Le jour de son mariage, elle était radieuse, mais hurlait intérieurement. Lorsque Tundai commença le bain rituel, il ne la lava pas avec douceur. Il utilisa une éponge rugueuse, frottant son visage avec une violence inouïe. Il murmura qu’il l’avait vue dans la forêt, qu’il savait ce qu’elle était. D’un dernier coup sec, le « masque » de la jeunesse se déchira, révélant l’horrible réalité qui se cachait dessous : un visage ravagé par l’âge et les plaies encore sanglantes des aiguilles de la sorcière.

 

Les invités assistèrent avec horreur à la disparition de la belle mariée, remplacée par la réalité d’une femme qui avait tenté de tromper le temps lui-même. Tandis que la voix de la sorcière résonnait dans la cour, annonçant que le secret était découvert, Amira disparut, ne laissant derrière elle qu’une chaise vide. Tundai, immobile dans le silence, comprit enfin le prix de son obsession pour la perfection : il avait fait entrer un démon dans sa vie, au nom de la beauté.

 

La tragédie d’Amira ne réside pas seulement dans sa vanité, mais aussi dans la pression sociale qui nous persuade que notre valeur est liée à notre apparence. Elle croyait que pour être aimée, elle devait être jeune, et que pour être jeune, elle devait renoncer à son humanité.
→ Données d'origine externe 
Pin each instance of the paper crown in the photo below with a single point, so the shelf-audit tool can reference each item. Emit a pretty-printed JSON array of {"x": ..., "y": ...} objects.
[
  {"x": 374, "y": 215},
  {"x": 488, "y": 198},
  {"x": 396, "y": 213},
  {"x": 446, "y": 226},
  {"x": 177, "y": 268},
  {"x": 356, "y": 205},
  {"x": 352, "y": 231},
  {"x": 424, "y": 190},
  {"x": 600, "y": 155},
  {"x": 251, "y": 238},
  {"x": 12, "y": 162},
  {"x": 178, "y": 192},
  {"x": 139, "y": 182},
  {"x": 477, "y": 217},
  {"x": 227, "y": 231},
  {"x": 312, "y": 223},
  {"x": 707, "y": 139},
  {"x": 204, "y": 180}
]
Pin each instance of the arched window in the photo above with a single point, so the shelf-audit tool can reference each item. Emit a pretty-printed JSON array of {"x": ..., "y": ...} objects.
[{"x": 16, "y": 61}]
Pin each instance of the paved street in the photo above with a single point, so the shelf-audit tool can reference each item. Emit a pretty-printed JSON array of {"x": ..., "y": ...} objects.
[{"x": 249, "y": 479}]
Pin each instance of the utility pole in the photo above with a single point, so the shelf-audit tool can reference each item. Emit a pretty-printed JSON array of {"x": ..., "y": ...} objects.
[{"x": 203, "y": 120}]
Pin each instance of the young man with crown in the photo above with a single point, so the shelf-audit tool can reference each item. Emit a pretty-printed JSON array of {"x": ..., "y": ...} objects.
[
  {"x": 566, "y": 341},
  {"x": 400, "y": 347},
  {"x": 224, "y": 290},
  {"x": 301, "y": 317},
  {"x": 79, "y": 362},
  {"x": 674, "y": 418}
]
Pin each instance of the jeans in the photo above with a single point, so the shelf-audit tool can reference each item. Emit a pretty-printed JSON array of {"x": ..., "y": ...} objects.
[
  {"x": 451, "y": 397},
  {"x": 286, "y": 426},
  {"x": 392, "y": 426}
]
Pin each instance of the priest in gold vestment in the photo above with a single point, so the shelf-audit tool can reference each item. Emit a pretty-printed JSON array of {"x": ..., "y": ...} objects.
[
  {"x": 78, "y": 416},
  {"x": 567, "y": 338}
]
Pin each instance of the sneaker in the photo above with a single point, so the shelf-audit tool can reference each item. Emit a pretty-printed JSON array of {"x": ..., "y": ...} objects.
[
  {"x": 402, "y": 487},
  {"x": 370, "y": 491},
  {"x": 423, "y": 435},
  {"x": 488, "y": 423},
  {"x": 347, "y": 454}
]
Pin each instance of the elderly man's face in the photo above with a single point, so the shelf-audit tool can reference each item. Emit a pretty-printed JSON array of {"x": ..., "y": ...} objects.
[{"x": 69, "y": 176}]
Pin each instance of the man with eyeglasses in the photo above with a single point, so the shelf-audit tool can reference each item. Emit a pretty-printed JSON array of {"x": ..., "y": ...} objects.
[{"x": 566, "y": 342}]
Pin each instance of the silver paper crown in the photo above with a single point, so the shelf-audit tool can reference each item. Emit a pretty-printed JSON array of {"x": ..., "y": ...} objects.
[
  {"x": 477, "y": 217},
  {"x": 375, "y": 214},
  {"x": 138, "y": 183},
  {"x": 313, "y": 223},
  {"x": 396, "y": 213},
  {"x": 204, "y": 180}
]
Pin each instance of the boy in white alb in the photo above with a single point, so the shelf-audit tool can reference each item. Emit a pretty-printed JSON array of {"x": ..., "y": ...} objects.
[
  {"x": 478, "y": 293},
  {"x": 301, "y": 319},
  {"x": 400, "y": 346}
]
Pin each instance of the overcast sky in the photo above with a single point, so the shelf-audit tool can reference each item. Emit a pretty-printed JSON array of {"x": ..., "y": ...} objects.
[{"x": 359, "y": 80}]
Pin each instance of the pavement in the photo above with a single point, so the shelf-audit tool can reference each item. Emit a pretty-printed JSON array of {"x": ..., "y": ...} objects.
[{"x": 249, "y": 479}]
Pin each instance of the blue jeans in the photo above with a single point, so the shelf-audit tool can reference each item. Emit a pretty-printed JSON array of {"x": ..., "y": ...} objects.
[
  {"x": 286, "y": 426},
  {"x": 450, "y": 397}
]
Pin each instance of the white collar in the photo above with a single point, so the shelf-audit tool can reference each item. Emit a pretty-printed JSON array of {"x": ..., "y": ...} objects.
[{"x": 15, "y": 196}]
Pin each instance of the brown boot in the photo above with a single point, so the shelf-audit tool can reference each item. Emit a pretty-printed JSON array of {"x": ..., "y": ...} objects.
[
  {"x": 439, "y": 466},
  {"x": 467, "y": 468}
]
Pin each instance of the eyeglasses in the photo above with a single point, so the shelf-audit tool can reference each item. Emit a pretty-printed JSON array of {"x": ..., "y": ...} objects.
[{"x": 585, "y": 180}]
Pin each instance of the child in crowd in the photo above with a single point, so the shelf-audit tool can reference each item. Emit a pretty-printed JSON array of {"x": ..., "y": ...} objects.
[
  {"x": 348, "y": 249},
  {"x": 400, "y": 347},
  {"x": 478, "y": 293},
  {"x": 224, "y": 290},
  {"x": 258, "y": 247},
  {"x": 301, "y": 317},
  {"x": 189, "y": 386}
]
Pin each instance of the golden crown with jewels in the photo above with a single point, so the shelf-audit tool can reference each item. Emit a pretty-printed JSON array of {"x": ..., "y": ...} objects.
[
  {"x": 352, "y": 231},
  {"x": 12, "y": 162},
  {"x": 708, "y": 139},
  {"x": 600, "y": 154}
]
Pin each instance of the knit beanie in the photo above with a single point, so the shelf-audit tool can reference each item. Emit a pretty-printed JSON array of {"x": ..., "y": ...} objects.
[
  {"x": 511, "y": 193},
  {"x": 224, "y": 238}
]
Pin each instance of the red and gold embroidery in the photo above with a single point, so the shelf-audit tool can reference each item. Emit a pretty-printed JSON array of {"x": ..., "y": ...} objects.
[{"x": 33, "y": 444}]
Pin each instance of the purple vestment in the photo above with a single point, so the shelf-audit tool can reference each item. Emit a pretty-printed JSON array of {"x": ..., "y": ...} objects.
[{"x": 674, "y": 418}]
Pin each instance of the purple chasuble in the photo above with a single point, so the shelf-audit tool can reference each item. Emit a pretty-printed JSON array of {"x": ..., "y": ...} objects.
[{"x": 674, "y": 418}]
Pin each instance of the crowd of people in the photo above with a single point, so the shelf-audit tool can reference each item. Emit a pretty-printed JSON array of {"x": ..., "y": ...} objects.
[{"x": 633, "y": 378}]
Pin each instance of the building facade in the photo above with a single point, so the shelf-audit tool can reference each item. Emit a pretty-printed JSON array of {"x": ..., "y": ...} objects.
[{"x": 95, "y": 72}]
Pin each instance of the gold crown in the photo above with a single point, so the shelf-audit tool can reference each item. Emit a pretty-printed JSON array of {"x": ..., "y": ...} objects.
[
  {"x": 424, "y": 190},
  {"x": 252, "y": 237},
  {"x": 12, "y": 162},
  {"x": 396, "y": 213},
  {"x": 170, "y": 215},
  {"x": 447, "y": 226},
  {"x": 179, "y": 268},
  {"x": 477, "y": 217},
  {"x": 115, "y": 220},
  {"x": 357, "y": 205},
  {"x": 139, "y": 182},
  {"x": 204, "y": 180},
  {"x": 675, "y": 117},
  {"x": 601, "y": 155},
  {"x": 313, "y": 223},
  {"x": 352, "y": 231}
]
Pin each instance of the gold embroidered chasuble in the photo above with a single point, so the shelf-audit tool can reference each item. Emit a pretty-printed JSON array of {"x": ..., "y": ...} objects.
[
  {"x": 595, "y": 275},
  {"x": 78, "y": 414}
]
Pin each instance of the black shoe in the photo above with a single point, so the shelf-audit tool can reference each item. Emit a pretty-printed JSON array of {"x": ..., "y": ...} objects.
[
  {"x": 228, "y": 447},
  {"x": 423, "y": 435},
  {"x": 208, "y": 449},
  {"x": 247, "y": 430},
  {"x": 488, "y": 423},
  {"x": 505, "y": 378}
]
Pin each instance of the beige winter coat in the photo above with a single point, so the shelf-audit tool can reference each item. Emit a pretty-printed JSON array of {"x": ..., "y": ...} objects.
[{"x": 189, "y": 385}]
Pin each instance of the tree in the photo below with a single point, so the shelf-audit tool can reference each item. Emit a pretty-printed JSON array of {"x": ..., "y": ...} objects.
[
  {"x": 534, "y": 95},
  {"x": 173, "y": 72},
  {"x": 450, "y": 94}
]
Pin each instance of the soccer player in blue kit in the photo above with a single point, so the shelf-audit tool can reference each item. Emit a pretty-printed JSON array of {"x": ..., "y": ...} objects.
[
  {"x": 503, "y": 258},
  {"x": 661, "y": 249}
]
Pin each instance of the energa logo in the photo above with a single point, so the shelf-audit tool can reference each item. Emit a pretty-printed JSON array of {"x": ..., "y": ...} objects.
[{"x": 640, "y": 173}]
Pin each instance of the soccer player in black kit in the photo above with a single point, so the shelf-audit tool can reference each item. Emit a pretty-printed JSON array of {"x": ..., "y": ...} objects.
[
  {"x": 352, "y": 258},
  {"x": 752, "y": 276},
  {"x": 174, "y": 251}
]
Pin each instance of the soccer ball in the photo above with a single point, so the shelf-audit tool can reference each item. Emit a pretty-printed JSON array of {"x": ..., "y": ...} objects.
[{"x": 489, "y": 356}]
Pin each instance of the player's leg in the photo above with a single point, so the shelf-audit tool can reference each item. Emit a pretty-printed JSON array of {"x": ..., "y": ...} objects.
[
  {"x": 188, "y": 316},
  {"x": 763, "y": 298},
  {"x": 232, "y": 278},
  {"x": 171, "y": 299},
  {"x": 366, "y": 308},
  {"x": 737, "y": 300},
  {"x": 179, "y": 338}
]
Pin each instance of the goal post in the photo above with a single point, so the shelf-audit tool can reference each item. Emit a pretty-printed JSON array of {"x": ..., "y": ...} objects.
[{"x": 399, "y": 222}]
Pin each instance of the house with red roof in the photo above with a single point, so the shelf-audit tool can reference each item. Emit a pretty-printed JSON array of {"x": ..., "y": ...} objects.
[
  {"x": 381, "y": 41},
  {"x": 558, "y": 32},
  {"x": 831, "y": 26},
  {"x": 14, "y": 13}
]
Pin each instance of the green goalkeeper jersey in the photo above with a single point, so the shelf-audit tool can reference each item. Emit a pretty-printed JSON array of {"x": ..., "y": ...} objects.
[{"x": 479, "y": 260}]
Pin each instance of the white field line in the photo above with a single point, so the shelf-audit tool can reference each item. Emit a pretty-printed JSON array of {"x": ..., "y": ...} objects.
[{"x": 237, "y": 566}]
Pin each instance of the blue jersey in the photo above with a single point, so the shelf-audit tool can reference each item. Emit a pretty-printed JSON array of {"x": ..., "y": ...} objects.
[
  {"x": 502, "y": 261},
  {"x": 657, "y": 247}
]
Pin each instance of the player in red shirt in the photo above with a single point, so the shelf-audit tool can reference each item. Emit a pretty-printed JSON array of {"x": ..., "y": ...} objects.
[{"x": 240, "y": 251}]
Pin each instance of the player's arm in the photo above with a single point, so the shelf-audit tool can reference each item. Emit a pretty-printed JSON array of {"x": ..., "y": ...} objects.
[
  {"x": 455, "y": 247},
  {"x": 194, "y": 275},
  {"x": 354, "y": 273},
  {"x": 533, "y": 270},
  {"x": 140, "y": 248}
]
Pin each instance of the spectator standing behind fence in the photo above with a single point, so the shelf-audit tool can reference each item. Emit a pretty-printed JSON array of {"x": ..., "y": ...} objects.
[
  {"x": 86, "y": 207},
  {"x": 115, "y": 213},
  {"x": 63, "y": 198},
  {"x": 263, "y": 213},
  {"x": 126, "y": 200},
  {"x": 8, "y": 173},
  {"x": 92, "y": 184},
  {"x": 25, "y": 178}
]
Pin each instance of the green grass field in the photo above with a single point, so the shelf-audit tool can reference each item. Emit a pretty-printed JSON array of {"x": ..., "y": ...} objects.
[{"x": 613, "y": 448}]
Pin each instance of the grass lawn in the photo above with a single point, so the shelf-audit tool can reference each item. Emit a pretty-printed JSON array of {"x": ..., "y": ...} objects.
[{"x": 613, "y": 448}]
Son histoire nous oblige à nous interroger sur notre propre rapport au temps et sur les masques que nous portons pour dissimuler nos vulnérabilités.Maquillage et cosmétiques

 

Dans un monde qui exige de nous une apparence « irréprochable », on comprend aisément pourquoi Amira était prête à souffrir pour cette illusion. Mais à quel moment la quête de validation extérieure bascule-t-elle dans l’autodestruction ? Peut-être que la véritable beauté que nous devrions tous rechercher ne se trouve ni dans un bocal ni dans un rituel magique, mais dans l’acceptation des rides de nos visages – les traces de nos expériences vécues.

 

Si vous pouviez échanger votre âge contre une journée, le feriez-vous, ou avez-vous appris à accepter la sagesse que seul le temps peut apporter ?

 

L’histoire d’Amira nous rappelle avec force que, si nous pouvons manipuler les apparences, nous ne pouvons jamais vraiment échapper à la vérité de notre existence. Lorsque nous privilégions les apparences au détriment du fond, nous laissons s’installer une forme de déclin spirituel qu’aucune magie ne saurait dissimuler. Les liens véritables et durables se tissent sur la vulnérabilité de montrer notre vrai visage, avec nos rides et nos imperfections, à ceux que nous aimons. Tout le reste n’est qu’une comédie, et tôt ou tard, le rideau tombe.

 

Finalement, la découverte de Tundai ne se résumait pas à la révélation de l’âge de la femme, mais à la prise de conscience que son propre désir d’une partenaire « parfaite » l’avait aveuglé sur la réalité de la personne qui se tenait devant lui. Nous voyons souvent chez les autres ce que nous voulons voir, projetant sur eux nos propres désirs et insécurités jusqu’à ce qu’ils ne soient plus que le reflet de notre vanité.Vêtements

 

Nous devons nous interroger : recherchons-nous de véritables liens, ou simplement des reflets flatteurs de notre ego ? Le combat désespéré et tragique d’Amira est un miroir tendu à chacun d’entre nous – une invitation à rompre le cycle de la perfection factice et à embrasser la vérité authentique et imparfaite de l’existence. Car au final, lorsque les masques tombent et que la poussière retombe, la seule chose qui demeure vraiment est la réalité que nous avons construite, pour le meilleur et pour le pire. Que cette pensée soit votre ultime souvenir : la beauté s’estompe, mais la vérité reste la seule chose qui mérite qu’on s’y accroche.

Disclaimer: This story is a work of fiction created for entertainment purposes. Any resemblance to real persons, events, or places is coincidental.